Department of Biotechnological and Applied Clinical Sciences, University of L'Aquila, L'Aquila, Italy.
Rheumatology Department, Cochin Hospital, APHP, INSERM U1016, Université Paris Cité, Paris, France.
Autoimmun Rev. 2024 Jul-Aug;23(7-8):103581. doi: 10.1016/j.autrev.2024.103581. Epub 2024 Jul 26.
Inflammatory rheumatic diseases are different pathologic conditions associated with a deregulated immune response, codified along a spectrum of disorders, with autoinflammatory and autoimmune diseases as two-end phenotypes of this continuum. Despite pathogenic differences, inflammatory rheumatic diseases are commonly managed with a limited number of immunosuppressive drugs, sometimes with partial evidence or transferring physicians' knowledge in different patients. In addition, several randomized clinical trials, enrolling these patients, did not meet the primary pre-established outcomes and these findings could be linked to the underlying molecular diversities along the spectrum of inflammatory rheumatic disorders. In fact, the resulting patient heterogeneity may be driven by differences in underlying molecular pathology also resulting in variable responses to immunosuppressive drugs. Thus, the identification of different clinical subsets may possibly overcome the major obstacles that limit the development more effective therapeutic strategies for these patients with inflammatory rheumatic diseases. This clinical heterogeneity could require a diverse therapeutic management to improve patient outcomes and increase the frequency of clinical remission. Therefore, the importance of better patient stratification and characterization is increasingly pointed out according to the precision medicine principles, also suggesting a new approach for disease treatment. In fact, based on a better proposed patient profiling, clinicians could more appropriately balance the therapeutic management. On these bases, we synthetized and discussed the available literature about the patient profiling in regard to therapy in the context of inflammatory rheumatic diseases, mainly focusing on randomized clinical trials. We provided an overview of the importance of a better stratification and characterization of the clinical heterogeneity of patients with inflammatory rheumatic diseases identifying this point as crucial in improving the management of these patients.

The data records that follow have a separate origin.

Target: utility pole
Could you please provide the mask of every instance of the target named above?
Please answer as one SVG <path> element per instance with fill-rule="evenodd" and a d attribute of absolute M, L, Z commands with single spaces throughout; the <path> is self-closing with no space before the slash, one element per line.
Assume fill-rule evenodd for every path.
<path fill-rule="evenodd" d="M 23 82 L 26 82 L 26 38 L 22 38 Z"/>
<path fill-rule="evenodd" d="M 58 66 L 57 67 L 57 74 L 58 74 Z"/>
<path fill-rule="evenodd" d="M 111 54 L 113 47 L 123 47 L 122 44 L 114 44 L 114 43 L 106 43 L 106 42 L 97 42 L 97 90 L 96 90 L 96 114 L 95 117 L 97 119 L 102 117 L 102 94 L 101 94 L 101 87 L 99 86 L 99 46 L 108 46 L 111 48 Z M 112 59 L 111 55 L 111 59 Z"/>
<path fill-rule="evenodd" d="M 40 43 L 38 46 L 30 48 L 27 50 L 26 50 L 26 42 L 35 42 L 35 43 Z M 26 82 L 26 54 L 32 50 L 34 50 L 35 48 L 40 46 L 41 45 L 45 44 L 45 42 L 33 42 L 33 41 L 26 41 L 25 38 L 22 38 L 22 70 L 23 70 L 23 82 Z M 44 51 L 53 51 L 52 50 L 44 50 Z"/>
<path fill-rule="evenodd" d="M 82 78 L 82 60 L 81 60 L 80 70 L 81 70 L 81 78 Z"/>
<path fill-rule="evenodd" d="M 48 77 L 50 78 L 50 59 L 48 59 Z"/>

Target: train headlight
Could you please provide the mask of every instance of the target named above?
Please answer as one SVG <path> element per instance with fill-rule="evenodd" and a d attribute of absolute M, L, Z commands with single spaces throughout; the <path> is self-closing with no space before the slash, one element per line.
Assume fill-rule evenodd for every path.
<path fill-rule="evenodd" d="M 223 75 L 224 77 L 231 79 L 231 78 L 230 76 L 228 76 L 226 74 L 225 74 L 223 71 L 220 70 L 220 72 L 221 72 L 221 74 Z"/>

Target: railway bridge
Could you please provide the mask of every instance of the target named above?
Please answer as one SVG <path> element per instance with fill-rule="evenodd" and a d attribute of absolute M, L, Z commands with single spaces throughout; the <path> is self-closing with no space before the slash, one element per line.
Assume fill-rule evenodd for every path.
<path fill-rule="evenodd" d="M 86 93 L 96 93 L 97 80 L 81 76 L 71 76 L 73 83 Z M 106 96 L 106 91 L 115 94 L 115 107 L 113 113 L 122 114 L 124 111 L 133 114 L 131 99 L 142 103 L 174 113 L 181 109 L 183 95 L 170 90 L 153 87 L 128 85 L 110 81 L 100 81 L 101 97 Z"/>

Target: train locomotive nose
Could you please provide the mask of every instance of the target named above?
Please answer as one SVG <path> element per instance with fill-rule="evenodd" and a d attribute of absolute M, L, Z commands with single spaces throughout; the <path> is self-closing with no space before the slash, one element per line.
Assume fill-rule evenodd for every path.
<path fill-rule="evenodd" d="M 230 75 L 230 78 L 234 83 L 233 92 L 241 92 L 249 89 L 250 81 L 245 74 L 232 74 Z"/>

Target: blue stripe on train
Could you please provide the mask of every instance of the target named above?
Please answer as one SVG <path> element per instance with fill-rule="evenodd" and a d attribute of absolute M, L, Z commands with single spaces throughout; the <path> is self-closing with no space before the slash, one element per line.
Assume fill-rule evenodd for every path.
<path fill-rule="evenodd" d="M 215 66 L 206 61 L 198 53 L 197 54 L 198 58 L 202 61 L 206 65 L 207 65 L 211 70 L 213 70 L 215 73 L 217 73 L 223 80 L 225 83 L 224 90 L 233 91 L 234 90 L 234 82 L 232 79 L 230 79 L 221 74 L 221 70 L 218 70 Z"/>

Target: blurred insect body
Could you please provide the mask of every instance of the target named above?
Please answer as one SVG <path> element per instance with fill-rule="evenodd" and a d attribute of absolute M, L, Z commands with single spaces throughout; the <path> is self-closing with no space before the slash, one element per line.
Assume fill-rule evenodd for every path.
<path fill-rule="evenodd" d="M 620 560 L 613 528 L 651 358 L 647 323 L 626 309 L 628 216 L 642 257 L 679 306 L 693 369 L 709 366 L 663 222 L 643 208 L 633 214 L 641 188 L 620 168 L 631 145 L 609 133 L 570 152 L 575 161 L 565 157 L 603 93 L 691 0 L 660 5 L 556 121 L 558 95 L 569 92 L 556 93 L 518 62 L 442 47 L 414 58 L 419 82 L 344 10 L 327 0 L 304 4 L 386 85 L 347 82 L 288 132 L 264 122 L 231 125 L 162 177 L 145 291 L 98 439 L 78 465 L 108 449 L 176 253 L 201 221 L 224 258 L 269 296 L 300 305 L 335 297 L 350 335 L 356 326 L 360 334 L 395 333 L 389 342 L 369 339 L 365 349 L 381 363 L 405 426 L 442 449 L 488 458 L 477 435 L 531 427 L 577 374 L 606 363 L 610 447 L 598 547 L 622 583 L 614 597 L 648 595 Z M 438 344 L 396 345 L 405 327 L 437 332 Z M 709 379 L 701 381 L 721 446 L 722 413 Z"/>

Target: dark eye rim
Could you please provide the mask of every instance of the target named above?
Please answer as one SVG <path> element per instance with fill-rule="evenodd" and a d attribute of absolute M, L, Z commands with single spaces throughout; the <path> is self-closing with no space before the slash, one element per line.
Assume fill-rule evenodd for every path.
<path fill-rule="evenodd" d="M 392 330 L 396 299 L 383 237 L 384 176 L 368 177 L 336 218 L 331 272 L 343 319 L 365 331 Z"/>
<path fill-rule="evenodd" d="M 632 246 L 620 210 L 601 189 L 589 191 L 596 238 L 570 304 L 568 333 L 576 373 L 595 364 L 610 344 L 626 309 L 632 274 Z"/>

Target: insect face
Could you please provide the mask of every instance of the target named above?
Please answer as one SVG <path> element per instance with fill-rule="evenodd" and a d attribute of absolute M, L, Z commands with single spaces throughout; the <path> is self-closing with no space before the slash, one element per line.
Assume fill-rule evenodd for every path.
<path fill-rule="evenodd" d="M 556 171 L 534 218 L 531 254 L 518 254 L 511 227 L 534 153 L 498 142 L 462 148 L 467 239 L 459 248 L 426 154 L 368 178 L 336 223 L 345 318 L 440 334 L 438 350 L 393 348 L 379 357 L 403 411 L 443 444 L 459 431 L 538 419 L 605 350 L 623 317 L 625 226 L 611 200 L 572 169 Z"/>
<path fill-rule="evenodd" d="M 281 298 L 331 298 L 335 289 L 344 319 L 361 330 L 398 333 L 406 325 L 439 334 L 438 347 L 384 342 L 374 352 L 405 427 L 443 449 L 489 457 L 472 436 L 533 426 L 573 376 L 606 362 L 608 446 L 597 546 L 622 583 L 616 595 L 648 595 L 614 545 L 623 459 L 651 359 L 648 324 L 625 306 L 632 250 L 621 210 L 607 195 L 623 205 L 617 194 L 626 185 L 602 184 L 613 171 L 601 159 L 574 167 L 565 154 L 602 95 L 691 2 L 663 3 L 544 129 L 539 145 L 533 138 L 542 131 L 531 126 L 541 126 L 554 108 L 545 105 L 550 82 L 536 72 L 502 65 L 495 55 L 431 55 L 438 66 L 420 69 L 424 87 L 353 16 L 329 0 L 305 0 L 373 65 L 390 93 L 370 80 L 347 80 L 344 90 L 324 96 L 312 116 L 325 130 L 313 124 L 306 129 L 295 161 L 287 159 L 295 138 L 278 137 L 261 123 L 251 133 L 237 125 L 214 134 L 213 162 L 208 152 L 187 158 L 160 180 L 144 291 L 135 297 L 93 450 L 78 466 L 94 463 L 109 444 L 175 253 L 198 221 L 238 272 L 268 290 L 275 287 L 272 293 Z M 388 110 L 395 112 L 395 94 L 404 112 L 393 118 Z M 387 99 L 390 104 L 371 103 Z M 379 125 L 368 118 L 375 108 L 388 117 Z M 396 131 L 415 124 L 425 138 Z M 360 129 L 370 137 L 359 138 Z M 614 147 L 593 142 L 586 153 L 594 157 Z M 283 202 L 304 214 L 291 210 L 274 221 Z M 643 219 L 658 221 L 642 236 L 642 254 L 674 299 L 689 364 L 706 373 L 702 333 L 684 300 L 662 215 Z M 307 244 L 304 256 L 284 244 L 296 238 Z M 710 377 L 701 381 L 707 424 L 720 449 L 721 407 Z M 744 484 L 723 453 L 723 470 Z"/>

炎症性风湿病是一组不同的病理状况,与免疫反应失调有关,沿着一系列疾病谱编码,其中自体炎症和自身免疫性疾病是这一连续体的两个极端表型。尽管发病机制不同,但炎症性风湿病通常采用有限数量的免疫抑制剂进行治疗,有时在不同患者中仅部分证据或转移医生的知识。此外,几项纳入这些患者的随机临床试验并未达到预先设定的主要终点,这些发现可能与炎症性风湿病谱中潜在的分子多样性有关。事实上,患者的异质性可能是由潜在分子病理学的差异驱动的,这也导致了对免疫抑制剂的反应不同。因此,确定不同的临床亚组可能有可能克服限制为这些炎症性风湿病患者开发更有效治疗策略的主要障碍。这种临床异质性可能需要多样化的治疗管理,以改善患者的预后并增加临床缓解的频率。因此,根据精准医学原则,更好地对患者进行分层和特征描述的重要性日益凸显,也为疾病治疗提出了新的方法。事实上,基于更好的患者特征描述,临床医生可以更恰当地平衡治疗管理。在此基础上,我们综合讨论了炎症性风湿病治疗中关于患者特征描述的现有文献,主要侧重于随机临床试验。我们概述了更好地分层和描述炎症性风湿病患者临床异质性的重要性,认为这一点对于改善这些患者的管理至关重要。